UChicago Pritzker Molecular Engineering Prof. Y. Shirley Meng’s Laboratory for Energy Storage and Conversion has created the world’s first anode-free sodium solid-state battery.
With this research, the LESC – a collaboration between the UChicago Pritzker School of Molecular Engineering and the University of California San Diego’s Aiiso Yufeng Li Family Department of Chemical and Nano Engineering – has brought the reality of inexpensive, fast-charging, high-capacity batteries for electric vehicles and grid storage closer than ever.
“Although there have been previous sodium, solid-state, and anode-free batteries, no one has been able to successfully combine these three ideas until now,” said UC San Diego PhD candidate Grayson Deysher, first author of a new paper outlining the team’s work.
The paper, published today in Nature Energy, demonstrates a new sodium battery architecture with stable cycling for several hundred cycles. By removing the anode and using inexpensive, abundant sodium instead of lithium, this new form of battery will be more affordable and environmentally friendly to produce.

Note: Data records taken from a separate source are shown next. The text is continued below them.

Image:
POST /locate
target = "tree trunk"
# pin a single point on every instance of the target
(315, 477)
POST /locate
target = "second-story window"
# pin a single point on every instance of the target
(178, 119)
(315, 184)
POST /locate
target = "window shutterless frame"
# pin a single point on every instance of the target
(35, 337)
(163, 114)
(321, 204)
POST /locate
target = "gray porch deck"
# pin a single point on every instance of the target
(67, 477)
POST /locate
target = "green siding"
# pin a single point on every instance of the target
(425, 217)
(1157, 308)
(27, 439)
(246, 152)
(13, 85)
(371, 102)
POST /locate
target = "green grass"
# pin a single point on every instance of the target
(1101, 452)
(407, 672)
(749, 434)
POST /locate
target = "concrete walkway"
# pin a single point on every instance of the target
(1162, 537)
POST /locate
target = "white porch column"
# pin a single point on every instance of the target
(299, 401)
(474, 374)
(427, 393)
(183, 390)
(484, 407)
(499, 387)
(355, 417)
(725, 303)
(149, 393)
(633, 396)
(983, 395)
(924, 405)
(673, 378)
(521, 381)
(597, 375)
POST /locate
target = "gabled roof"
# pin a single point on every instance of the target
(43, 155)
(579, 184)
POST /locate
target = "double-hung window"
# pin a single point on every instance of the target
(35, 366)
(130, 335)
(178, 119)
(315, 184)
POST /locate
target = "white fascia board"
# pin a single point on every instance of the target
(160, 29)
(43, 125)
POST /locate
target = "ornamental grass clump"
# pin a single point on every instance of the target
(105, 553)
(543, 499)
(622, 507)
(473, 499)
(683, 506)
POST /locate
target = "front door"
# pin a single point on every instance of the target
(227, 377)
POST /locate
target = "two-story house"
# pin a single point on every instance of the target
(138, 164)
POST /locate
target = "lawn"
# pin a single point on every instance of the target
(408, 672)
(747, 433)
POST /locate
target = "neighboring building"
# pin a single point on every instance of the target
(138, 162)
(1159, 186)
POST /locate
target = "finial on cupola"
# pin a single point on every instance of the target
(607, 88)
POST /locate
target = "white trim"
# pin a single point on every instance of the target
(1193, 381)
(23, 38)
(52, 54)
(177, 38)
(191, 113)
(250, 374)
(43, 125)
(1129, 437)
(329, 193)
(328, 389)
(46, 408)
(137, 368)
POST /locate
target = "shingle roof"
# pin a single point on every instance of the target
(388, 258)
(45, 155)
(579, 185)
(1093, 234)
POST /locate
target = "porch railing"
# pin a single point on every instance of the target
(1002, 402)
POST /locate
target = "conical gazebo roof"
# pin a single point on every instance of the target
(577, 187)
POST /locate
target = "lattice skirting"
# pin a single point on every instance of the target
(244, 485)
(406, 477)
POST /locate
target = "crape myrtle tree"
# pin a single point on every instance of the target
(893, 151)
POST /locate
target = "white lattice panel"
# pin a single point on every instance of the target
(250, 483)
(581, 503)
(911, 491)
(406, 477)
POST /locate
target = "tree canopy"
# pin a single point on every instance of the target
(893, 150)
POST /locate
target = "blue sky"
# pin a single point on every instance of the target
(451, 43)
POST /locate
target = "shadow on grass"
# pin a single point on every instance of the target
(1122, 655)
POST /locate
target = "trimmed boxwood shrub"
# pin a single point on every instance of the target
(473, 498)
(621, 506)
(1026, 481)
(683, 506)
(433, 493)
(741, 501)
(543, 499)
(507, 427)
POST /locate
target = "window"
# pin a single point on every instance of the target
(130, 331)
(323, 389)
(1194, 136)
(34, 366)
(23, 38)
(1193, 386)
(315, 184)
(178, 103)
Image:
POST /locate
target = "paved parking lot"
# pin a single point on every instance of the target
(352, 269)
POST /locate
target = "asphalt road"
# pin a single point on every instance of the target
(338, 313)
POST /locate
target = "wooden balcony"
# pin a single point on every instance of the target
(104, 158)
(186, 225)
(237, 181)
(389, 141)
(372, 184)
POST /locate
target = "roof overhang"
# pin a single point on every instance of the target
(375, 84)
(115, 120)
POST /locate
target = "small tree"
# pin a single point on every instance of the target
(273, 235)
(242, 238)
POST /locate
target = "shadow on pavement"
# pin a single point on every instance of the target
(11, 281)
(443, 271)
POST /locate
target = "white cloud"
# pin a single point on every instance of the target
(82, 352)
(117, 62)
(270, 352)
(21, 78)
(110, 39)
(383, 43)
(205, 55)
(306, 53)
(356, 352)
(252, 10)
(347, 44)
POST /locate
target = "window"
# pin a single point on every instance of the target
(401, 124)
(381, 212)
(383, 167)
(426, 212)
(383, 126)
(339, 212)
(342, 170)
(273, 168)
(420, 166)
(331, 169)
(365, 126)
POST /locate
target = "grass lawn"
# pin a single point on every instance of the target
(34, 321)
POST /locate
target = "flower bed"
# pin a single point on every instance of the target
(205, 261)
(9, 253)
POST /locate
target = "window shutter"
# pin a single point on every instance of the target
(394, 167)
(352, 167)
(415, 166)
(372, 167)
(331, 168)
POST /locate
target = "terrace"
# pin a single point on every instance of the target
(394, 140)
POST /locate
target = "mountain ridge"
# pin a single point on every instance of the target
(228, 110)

Through its innovative solid-state design, the battery also will be safe and powerful.
This work is both an advance in the science and a necessary step to fill the battery scaling gap needed to transition the world economy off of fossil fuels.
Sounds promising, but we need Wh/kg and W/kg numbers to see if the performance is any good.
If I’m reading figure 1b from the pre per review paper correctly, it looks like they might be very good. But I didn’t see any actual measurements in the paper.
Last time the subject of sodium batteries came up, someone mentioned that the application for them makes that less important that it otherwise would be. Again, this is second hand, so take it with a grain of salt, but for the kind of mass storage they’re intended for, they can be less capable than lithium batteries and still be a better choice, if they’re designed right.
I normally don’t like horning in with second hand crap, and I can’t find the post, but it made sense the way it was explained. The sodium batteries would be used for storage from solar or other power generation, and that allows for less efficiency being needed since it will scale better in terms of being able to have enough of them on demand compared to lithium batteries.
Again, please anyone reading this, don’t take it as a truth, it’s just a casual, unverified statement of what someone else said, done for the sake of conversation.
Yeah, with articles about batteries the attributes they don’t talk about are usually pretty bad.
They mention low cost high energy density and fast charging, (which are the big three) but they don’t give test numbers for any of them.
Number of charge cycles it can take is a biggie as well.